The first thing to keep in mind is that software is not a tangible product that can be bought or sold. Unlike tangible products, software is essentially free. That means you can patent your software and have it protected for decades. However, many developers argue that software should not be patentable. In fact, many techies argue that software patents slow innovation. A software patent can be issued for software that is outdated. Further, the entire process is expensive: preparing, filing and maintaining a software patent can cost upwards of $50,000.

There are also four basic requirements that a software product must meet before it can be patented. First, the software must be patent-eligible. Second, the claimed invention must be useful and novel. Third, the product must be non-obvious. Non-obviousness is similar to the inventive step requirement in an international application. These two requirements must be met before it can be patented in the US.

Atomic weapons

It is not clear why the US government would want to patent atomic weapons, but they certainly could have a monopoly on such technology. It is possible that the government wanted to keep atomic weapons secret because the atom bomb would be dangerous, and patenting such a weapon would allow it to be made more easily. This is a misunderstanding of the patent system, and it should be avoided at all costs.

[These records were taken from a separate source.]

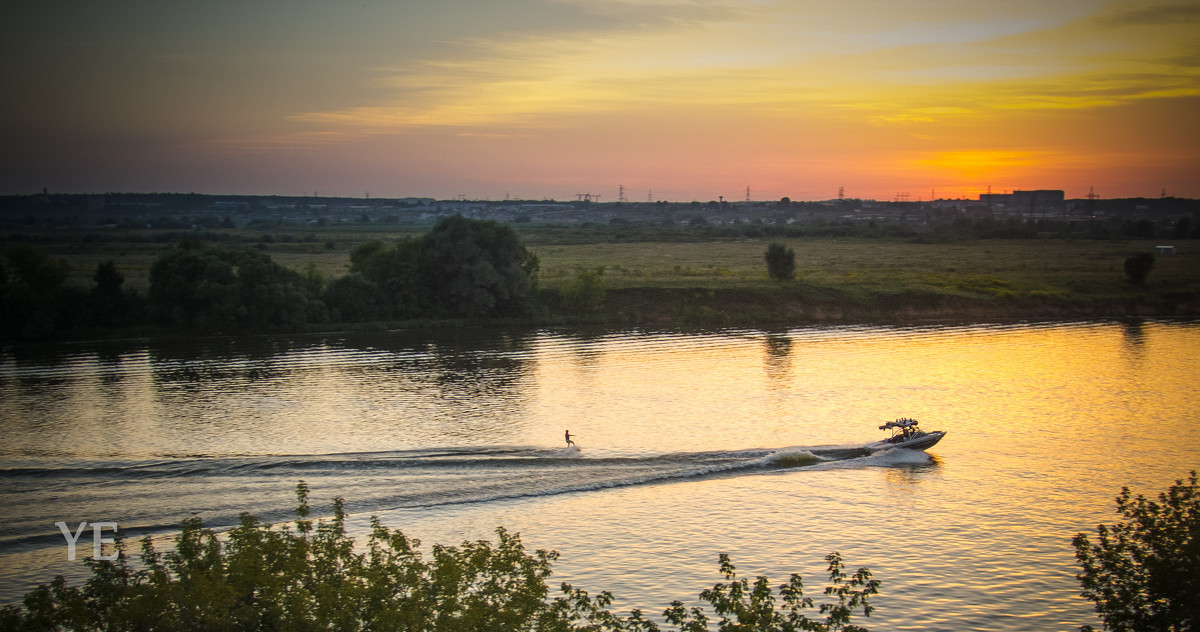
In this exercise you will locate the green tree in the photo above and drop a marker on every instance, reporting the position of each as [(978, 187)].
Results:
[(353, 299), (1138, 268), (108, 302), (312, 577), (34, 298), (1144, 573), (475, 268), (780, 262), (395, 270), (586, 293), (193, 287)]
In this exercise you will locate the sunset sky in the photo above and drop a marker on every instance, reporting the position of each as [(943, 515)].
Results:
[(676, 100)]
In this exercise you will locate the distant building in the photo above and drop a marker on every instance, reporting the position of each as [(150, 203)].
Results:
[(1041, 202)]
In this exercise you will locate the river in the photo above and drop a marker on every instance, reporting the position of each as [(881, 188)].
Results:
[(689, 445)]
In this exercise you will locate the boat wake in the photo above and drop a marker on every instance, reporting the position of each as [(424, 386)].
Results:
[(157, 494)]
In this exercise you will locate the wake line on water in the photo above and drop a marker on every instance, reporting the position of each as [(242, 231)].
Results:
[(465, 459), (385, 481)]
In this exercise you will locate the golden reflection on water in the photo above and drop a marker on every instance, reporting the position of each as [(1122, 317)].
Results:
[(1045, 423)]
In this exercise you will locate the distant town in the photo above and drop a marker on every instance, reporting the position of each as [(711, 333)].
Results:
[(209, 211)]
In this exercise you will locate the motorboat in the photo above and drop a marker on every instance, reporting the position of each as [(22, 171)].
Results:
[(906, 434)]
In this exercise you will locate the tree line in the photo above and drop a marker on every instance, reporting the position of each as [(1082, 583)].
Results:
[(460, 269)]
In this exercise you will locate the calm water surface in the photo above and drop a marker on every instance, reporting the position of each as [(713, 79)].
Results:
[(690, 445)]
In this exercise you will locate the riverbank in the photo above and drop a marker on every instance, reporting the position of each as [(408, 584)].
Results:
[(725, 283)]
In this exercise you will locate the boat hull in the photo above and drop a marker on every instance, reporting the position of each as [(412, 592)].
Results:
[(921, 441)]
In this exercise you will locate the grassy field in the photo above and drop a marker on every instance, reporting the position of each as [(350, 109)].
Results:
[(856, 271)]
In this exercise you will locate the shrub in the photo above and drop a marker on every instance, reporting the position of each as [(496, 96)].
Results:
[(780, 262), (310, 577), (1145, 572), (586, 293), (1138, 268)]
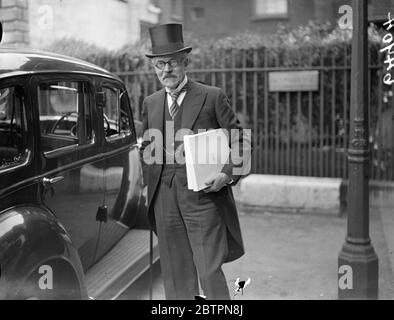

The Patents Act of 1977 requires the Secretary of State to review atomic inventions and atomic weapon patent applications for national security reasons. The Secretary of State determines whether the disclosure of a patent application would endanger the national security. Wellerstein, an acclaimed mechanical engineer, has argued that this law is unnecessary. While we may not know exactly why this act is necessary, it is important to remember that not everything under the sun can be patented in the U.S.

The Commission is authorized to purchase, condemn, and distribute fissionable material. The Commission must be confident that the operator of the facility is capable of producing enough fissionable material to meet the needs of the United States. This means that it will be difficult to get a patent on atomic weapons. In fact, this law only applies to atomic weapons, and the US government has yet to approve any other type.